Rest may sound lazy or unspiritual, but Scripture actually talks about several ways in which we should rest. Consider these three scriptural exhortations to rest that God has provided for us:
1. Rest from Physical Labor
God has called us and designed us to rest from physical labor. In the Old Testament we see God’s own pattern of working and then resting:
And on the seventh day God finished his work that he had done, and he rested on the seventh day from all his work that he had done” (Genesis 2:7).
We are created in God’s image and we should pay attention to his work-rest pattern. However, rest from physical labor should not be excessive.
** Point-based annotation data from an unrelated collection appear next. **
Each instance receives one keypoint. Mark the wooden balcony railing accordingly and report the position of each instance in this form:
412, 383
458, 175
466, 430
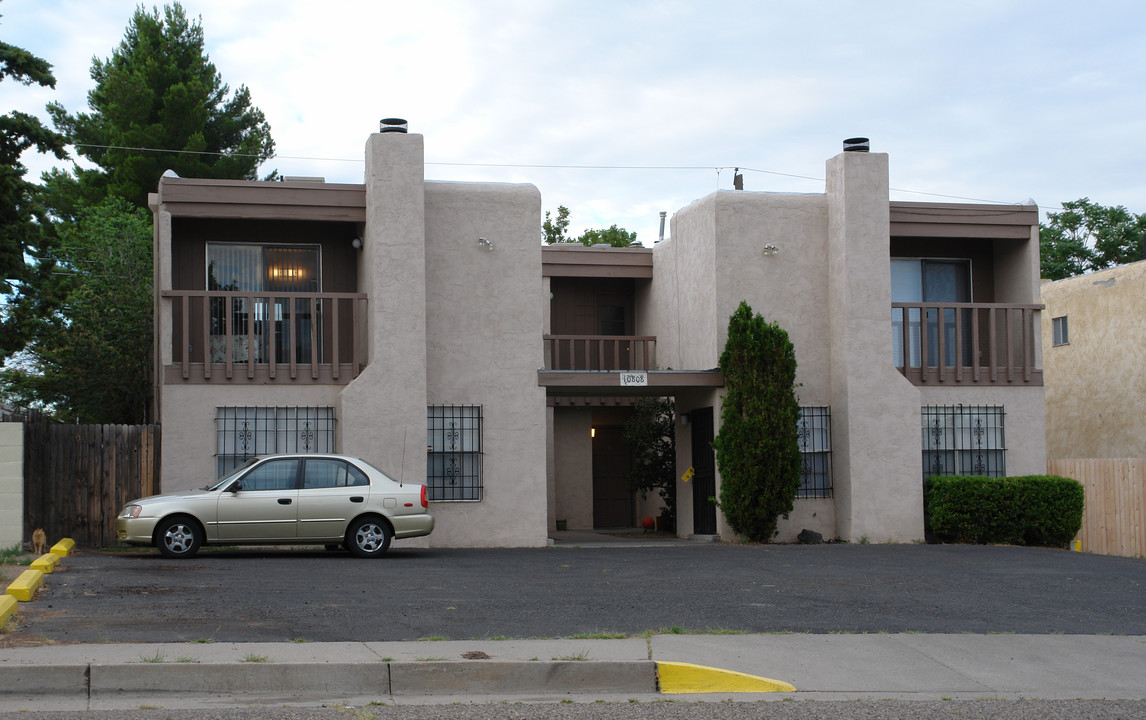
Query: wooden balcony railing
967, 343
265, 337
601, 352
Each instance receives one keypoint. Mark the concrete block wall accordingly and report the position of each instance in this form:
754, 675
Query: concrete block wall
12, 484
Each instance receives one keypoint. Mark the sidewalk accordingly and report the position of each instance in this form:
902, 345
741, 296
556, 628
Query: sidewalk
908, 666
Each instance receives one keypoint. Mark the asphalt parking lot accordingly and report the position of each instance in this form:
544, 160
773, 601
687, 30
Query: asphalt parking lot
274, 595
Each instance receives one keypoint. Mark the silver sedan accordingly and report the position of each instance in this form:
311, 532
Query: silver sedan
330, 500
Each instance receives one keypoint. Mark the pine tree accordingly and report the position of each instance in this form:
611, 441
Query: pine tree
158, 91
758, 451
23, 220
Scripture explicitly warns against laziness in places like Proverbs 6:6-11 and Proverbs 24:30-34. But at the same time, rest from physical labor is definitely essential. We need to rest from physical labor at some point, in some way. Vacations, for example can be a good thing, a restful break from our regular routine of labor.
2. Rest from Fear, Worry, and Anxiety
We should also rest from fear, worry, and anxiety. Restlessness shows a lack of faith in God. Rest itself is a sign of trust. Psalm 37:7 is a direct command:
“Be still before the LORD and wait patiently for him.”
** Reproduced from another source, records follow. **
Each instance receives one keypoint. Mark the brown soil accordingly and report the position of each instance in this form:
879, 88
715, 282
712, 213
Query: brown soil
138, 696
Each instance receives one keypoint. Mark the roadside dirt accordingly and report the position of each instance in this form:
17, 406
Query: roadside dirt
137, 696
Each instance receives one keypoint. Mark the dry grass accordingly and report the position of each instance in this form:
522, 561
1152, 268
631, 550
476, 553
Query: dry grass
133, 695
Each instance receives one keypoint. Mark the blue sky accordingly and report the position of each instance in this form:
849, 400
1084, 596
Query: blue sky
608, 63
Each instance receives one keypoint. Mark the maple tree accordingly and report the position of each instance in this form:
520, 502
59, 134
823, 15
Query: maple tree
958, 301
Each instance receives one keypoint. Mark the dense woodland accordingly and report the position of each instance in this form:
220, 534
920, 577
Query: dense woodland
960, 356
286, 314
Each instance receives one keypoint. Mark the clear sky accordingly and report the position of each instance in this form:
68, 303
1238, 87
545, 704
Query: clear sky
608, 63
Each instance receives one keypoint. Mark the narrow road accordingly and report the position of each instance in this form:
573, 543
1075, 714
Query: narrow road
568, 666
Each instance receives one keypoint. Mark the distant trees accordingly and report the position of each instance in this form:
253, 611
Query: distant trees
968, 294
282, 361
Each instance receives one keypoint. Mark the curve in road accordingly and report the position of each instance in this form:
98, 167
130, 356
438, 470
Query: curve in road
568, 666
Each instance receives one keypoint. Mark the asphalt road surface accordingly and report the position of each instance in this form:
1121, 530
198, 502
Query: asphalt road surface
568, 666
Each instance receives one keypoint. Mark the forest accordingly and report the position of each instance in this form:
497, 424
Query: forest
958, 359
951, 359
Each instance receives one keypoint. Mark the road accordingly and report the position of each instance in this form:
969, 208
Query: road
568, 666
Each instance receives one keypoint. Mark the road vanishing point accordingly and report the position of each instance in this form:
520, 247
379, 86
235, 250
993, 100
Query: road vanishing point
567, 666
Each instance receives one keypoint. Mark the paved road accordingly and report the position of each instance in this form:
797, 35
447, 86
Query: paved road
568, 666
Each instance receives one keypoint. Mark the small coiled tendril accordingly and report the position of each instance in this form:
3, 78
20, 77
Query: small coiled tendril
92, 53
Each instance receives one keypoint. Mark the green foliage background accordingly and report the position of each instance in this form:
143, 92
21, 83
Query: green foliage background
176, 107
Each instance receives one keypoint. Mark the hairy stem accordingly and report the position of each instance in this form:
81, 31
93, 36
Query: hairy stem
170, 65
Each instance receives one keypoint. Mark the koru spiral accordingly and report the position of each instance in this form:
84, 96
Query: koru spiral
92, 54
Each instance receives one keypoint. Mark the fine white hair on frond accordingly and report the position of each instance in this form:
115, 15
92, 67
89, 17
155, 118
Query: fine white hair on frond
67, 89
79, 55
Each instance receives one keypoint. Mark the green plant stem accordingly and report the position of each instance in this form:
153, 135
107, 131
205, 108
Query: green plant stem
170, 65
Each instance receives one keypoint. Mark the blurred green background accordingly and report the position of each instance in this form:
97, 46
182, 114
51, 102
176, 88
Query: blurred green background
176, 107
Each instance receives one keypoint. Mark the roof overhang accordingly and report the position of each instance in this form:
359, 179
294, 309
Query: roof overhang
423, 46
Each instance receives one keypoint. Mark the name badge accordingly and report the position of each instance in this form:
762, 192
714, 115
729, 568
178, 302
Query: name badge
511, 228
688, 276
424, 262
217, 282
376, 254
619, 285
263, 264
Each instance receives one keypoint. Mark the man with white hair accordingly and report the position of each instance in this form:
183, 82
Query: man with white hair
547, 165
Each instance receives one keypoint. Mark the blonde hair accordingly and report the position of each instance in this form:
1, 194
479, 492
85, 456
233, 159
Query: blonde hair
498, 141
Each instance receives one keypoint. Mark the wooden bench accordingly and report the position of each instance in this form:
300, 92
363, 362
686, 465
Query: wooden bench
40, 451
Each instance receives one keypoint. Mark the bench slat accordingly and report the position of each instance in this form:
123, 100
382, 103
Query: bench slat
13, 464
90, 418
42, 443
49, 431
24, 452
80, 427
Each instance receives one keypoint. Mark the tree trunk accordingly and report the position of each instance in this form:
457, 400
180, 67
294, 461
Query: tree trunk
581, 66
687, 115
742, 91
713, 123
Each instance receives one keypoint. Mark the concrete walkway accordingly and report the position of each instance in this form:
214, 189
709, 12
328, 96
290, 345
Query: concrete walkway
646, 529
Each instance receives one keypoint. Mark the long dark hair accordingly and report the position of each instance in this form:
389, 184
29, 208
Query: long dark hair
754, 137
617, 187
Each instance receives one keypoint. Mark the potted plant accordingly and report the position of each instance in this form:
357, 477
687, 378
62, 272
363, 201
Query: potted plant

Or there’s Philippians 4:6:
“Do not be anxious about anything . . .”
The Bible means what it says–do not be anxious about anything. Nothing. We must, in a sense, work to rest like this. “Rest in the Lord,” Spurgeon said, “is a most divine precept and requires much grace to carry it out. To hush the spirit, to be silent before the Lord, to wait in holy patience the time for clearing up the difficulties of Providence—this is what every gracious heart should aim at.” (The Treasury of David, vol. 1)172 This kind of rest is only possible in Christ.
3. Rest In Your Salvation
Ultimately we rest with hope in God’s salvation. The Bible uses sleep as a metaphor for death for a reason. One day your body and your mind will stop and rest for good on the earth. It could be tonight. It could be tomorrow. And for some that’s overwhelmingly frightening—unless we come to the point where we’re resting with hope in Christ’s ultimate salvation.
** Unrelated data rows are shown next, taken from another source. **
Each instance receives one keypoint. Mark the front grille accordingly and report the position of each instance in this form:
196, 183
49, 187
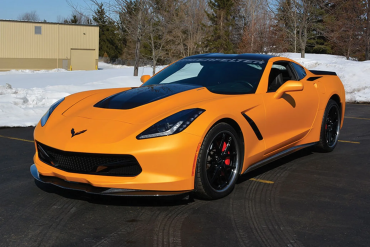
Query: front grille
87, 163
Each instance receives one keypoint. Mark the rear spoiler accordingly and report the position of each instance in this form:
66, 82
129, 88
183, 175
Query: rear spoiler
319, 72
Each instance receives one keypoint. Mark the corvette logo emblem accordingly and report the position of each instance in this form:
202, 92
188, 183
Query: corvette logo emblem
77, 133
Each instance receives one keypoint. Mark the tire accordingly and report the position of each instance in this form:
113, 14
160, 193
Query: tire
330, 128
218, 163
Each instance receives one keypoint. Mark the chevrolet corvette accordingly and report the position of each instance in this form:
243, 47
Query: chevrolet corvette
194, 127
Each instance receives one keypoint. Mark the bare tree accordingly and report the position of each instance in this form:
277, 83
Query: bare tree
29, 16
133, 16
344, 27
367, 26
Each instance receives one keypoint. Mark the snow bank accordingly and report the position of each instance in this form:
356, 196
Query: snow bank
26, 95
354, 75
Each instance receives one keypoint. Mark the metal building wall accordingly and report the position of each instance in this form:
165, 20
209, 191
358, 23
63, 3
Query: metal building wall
21, 48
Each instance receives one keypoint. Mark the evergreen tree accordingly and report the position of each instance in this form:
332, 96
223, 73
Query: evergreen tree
110, 39
221, 26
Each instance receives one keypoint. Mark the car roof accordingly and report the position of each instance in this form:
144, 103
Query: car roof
250, 56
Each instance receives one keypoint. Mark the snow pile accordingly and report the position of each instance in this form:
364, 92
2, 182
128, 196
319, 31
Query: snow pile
354, 75
26, 95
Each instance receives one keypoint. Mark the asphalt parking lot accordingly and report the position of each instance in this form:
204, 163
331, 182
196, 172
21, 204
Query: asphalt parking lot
305, 199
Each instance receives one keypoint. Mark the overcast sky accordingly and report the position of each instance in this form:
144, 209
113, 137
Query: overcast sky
46, 9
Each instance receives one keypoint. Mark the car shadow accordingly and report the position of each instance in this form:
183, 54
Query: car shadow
275, 164
161, 201
142, 201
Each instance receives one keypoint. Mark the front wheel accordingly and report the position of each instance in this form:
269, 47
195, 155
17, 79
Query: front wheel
218, 163
330, 128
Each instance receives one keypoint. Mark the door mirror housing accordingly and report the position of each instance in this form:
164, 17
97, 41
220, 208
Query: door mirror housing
145, 78
289, 86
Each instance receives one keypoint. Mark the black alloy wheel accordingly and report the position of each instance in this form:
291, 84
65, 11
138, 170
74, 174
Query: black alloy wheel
330, 128
218, 163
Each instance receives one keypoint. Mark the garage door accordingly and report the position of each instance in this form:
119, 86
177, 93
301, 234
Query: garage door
83, 59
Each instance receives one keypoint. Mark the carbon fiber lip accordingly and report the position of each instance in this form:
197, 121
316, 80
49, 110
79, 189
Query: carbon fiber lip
87, 188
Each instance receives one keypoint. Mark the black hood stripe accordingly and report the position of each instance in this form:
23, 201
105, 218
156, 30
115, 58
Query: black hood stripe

“Come to me, all who labor and are heavy laden, and I will give you rest.” (Matthew 11:28)
Because of the cross of Christ by which He saves us from our sin and fills us with His Spirit, there is rest for us to experience on this earth every moment of every day, a rest that will last for all of eternity.
— This post was adapted from David Platt’s teaching in Secret Church 14, “The Cross and Everyday Life.”